O governo vai avançar em Conselho de Ministros, amanhã, no caderno de alterações às leis laborais, com 70 propostas que não recolheram o apoio de nenhum dos parceiros da Comissão Permanente de Concertação Social até esta quarta-feira, admitindo apenas considerar na discussão algumas das visões apresentadas.
O pacote, com mais seis medidas que as originalmente inscritas para apresentação aos parceiros, estende a suspensão dos prazos de caducidade de convenções coletivas e reforça mecanismos de arbitragem perante denúncias dos acordos. Mas as confederações empresariais alegam inconstitucionalidade das propostas e avançam que pretendem recorrer para o Presidente da República.

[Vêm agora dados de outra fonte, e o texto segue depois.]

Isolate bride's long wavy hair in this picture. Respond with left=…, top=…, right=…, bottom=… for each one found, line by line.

Já as centrais sindicais veem as medidas como "paliativos" e insuficientes para dar resposta à exigência de revogação das normas que permitem a denúncia unilateral das convenções.
"Naturalmente, uns parceiros consideram insuficiente, outros consideram excessivas", considerou a ministra do Trabalho, Solidariedade e Segurança Social, Ana Mendes Godinho. "É a proposta que consideramos equilibrada", defendeu.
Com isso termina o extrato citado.